Сперва она её сторонилась. Разговаривала сквозь зубы и даже не трудилась ничего объяснять. Заставила её раздеться донага и стать посреди озера.

— Смотри, сейчас прилетят матушки. Им нужно поклониться, чтобы задобрить. Тогда они откроют тебе источник сил. Он всегда с ними. Но не вздумай особо любезничать, иначе утянут за собой. Впрочем, если ты им не понравишься, то бояться нечего — тебя не тронут. Просто уйдут.

София села на камень и стала наблюдать.

Кьяра сжалась в комочек, прикрывая ладонями груди, красная от стыда, и гадала, что за «матушки» придут на неё посмотреть и что они подумают, увидев её непотребный вид. Но тут вдруг почувствовала странное тепло, скользнувшее по телу. Будто кто-то дохнул на неё, согревая от холода, сотнями маленьких ртов.

Стало легко и приятно, а в ушах зазвучала музыка. Лёгкие, нежные голоса, словно райские птички, ласково щебетали, и она начала засыпать.

Внезапно кто-то грубо выдернул её из полудрёма и стал больно хлестать по щекам.

— Очнись! Очнись, слышишь?

Кьяра пришла в себя и с удивлением обнаружила, что лежит на полу, прикрытая какой-то рубахой. Софья стояла над ней, бледная, как полотно.

— Вот уж не ожидала, — загадочно произнесла она.

— Чего?

— Что они так сразу тебя потянут. Думала, они и вовсе улетят.

— Кто — они? — не понимала Кьяра.

— Матушки. Духи ярилиц, которые покинули мир плоти. Они видят тебя насквозь, знают, кто ты есть. Их не проведёшь… моё бедное дитя.
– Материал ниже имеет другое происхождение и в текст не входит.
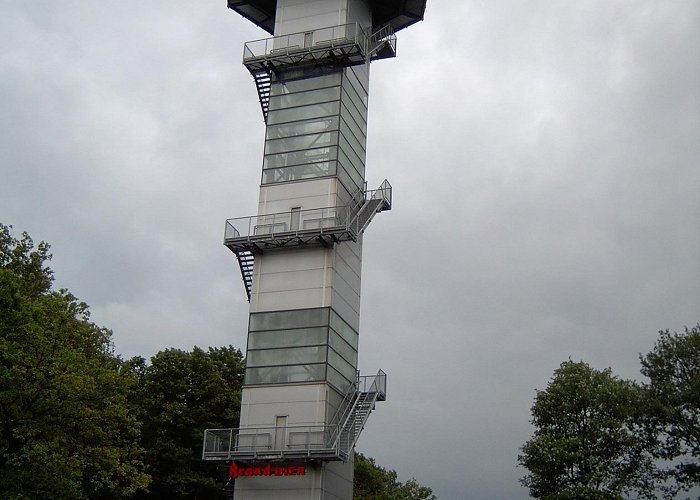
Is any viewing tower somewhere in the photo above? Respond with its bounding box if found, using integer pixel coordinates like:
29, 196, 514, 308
202, 0, 427, 499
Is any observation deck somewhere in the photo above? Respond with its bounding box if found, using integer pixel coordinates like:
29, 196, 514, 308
228, 0, 427, 34
243, 23, 396, 123
202, 370, 386, 463
224, 179, 392, 300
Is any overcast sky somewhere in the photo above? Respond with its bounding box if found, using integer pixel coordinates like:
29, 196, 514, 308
0, 0, 700, 499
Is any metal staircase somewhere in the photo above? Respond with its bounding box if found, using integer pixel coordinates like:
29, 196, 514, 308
365, 25, 396, 61
332, 370, 386, 458
234, 250, 255, 302
224, 180, 392, 302
252, 69, 272, 123
350, 179, 391, 235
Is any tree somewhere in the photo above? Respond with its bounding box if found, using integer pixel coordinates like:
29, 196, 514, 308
353, 453, 435, 500
127, 346, 244, 499
640, 324, 700, 495
0, 224, 150, 499
518, 361, 651, 499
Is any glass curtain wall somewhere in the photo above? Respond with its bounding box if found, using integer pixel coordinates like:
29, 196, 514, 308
245, 307, 358, 391
262, 68, 367, 197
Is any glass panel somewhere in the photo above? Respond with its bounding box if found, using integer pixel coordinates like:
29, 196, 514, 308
338, 151, 364, 186
337, 164, 363, 193
328, 349, 356, 378
338, 136, 365, 167
248, 307, 329, 332
340, 127, 366, 156
246, 346, 328, 366
265, 132, 338, 154
263, 146, 338, 169
342, 85, 367, 116
328, 366, 352, 392
339, 113, 367, 144
331, 310, 357, 349
270, 73, 341, 96
262, 160, 336, 184
343, 68, 368, 100
340, 99, 367, 130
248, 326, 327, 349
245, 363, 326, 384
267, 101, 340, 125
265, 116, 340, 140
270, 87, 340, 110
328, 329, 357, 366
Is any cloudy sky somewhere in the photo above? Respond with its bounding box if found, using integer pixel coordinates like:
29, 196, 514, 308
0, 0, 700, 499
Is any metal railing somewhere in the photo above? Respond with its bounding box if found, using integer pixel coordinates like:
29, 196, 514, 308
224, 180, 392, 243
243, 23, 368, 62
224, 206, 350, 241
357, 370, 386, 400
202, 424, 338, 460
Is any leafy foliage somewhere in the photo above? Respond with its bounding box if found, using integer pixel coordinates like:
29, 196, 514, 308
353, 453, 435, 500
518, 361, 650, 498
641, 325, 700, 495
0, 224, 150, 498
128, 346, 244, 498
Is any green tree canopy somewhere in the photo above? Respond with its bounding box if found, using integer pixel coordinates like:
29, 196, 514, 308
0, 224, 150, 499
518, 361, 650, 499
127, 346, 244, 499
641, 325, 700, 495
Софья ласково погладила её по щеке. Затем стала рассказывать. О матушках и духах ярильцев, которые дают ей магию сияния, позволяя зажечь кристаллы. Учила плясать до упаду и отбиваться от духов, чтоб не утащили её и не залюбили насмерть. Учила прочим секретам таинства…

Кьяра долго не могла понять, отчего вдруг Софья так переменилась, однако слушала внимательно, запоминая всё, что она ей говорила. А говорила она иногда странно…

— Знаешь, почему они прозрачные?

— Нет.

— Потому что это слёзы… Чем несчастнее ярилица, тем ярче горят её кристаллы. Счастливые зажигают самоцветы…

Кьяра редко видела на Равнинах самоцветы. Только на волшебной нити, которой Софья отгоняла проворные руки духов. И удивлялась, почему их так мало…

Напоследок Софья ласково расцеловала её в обе щёки и прошептала на ухо:

— Помни, что ты ярилица, и в этом твоя сила. Что ты дашь, то и заберёшь с собой. Поэтому они тебя не тронут. Пока у тебя не родится дочь, которая разделит дар. Тогда ты станешь им не нужна…

Эти странные слова долго не шли у неё из головы. Ведь Кьяра по сути сама ещё была ребёнком. Но ей почему-то стало страшно и невыносимо одиноко.

А на пороге отцовского замка её уже поджидала следующая напасть…

— Дорогая моя упырка, — почти ласково сказал Ромул. Он был, очевидно, пьян, язык заплетался, да и сам он едва стоял на ногах.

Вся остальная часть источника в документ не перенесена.